Wazige paraplu’s als ‘mens en maatschappij’

Sterker, de komst van het PGP vergroot het risico dat zelfs al in de onderbouw (de eerste twee leerjaren van het vmbo) de kwaliteit van het vakonderwijs zal afnemen door samenvoeging van avo-vakken onder wazige paraplu’s als ‘mens en maatschappij’. De kans bestaat dat schooldirecties besluiten om van meet af aan bijvoorbeeld de vakken geschiedenis, economie en aardrijkskunde niet meer los in het rooster aan te bieden, maar samen te voegen. Hierdoor ontstaan er mogelijkheden om meer ruimte in het schoolprogramma te creëren voor bijvoorbeeld een PGP in de onderbouw, ten kostte van lesuren bij de avo-vakken.
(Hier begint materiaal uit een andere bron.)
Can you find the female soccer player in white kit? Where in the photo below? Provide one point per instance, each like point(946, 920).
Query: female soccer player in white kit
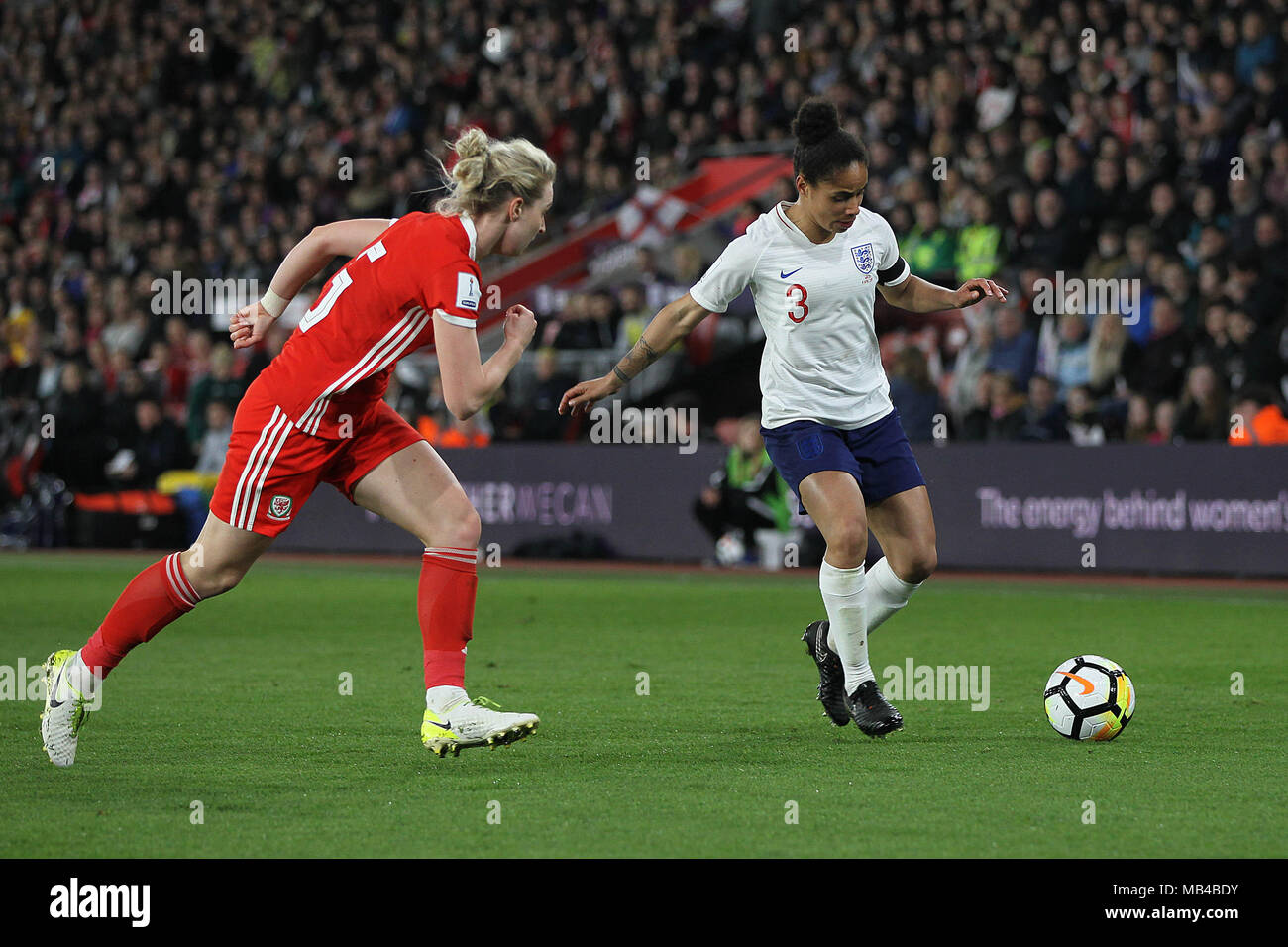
point(828, 424)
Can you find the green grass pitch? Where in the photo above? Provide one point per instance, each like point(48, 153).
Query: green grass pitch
point(239, 706)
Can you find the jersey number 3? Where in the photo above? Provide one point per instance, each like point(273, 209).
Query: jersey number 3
point(797, 308)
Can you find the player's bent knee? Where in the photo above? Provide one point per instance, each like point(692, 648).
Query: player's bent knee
point(210, 581)
point(456, 523)
point(846, 548)
point(922, 565)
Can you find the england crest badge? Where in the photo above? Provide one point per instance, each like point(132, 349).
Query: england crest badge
point(279, 506)
point(863, 258)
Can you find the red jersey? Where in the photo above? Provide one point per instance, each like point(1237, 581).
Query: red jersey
point(376, 308)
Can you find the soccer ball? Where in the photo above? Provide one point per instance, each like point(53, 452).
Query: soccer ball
point(730, 549)
point(1090, 697)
Het gevolg is dat leerlingen gewoonweg over minder historische kennis en vaardigheden beschikken en dat is in strijd met het fundamentele doel van algemeen vormend onderwijs: de mentale en fysieke vermogens van het kind zo optimaal mogelijk tot ontwikkeling brengen, door een verscheidenheid aan samenhangende kennis en vaardigheden. In menig schoolcurriculum is de verscheidenheid zichtbaar, maar ontbreekt het aan samenhang. Alleen in een coherent, afgestemd lesprogramma kan kennis- én vaardighedenopbouw beklijven. Dat kan niet als vaklesuren en projectlesuren zomaar uitgeruild kunnen worden.

Niet inwisselbaar

Juist de manier waarop het PGP wordt geïmplementeerd veroorzaakt het wezenlijke probleem. Nu lijkt het alsof de onderdelen van het curriculum inwisselbaar zijn, dat als je iets weghaalt het kind net zoveel leert, zelfs beter leert. Zou dat niet eerst onderbouwd moeten worden, voordat het knutselen begint? Managers in het onderwijs zullen de geboden kans om studielasturen te compenseren met beide handen aangrijpen om zo makkelijker grip te krijgen op een ingewikkeld probleem: het invoegen in een bestaand curriculum van door de overheid verordonneerde zaken. Voeg iets toe en haal iets weg: klaar. De vakdocent past zich met de inhoud wel aan – als die er nog is.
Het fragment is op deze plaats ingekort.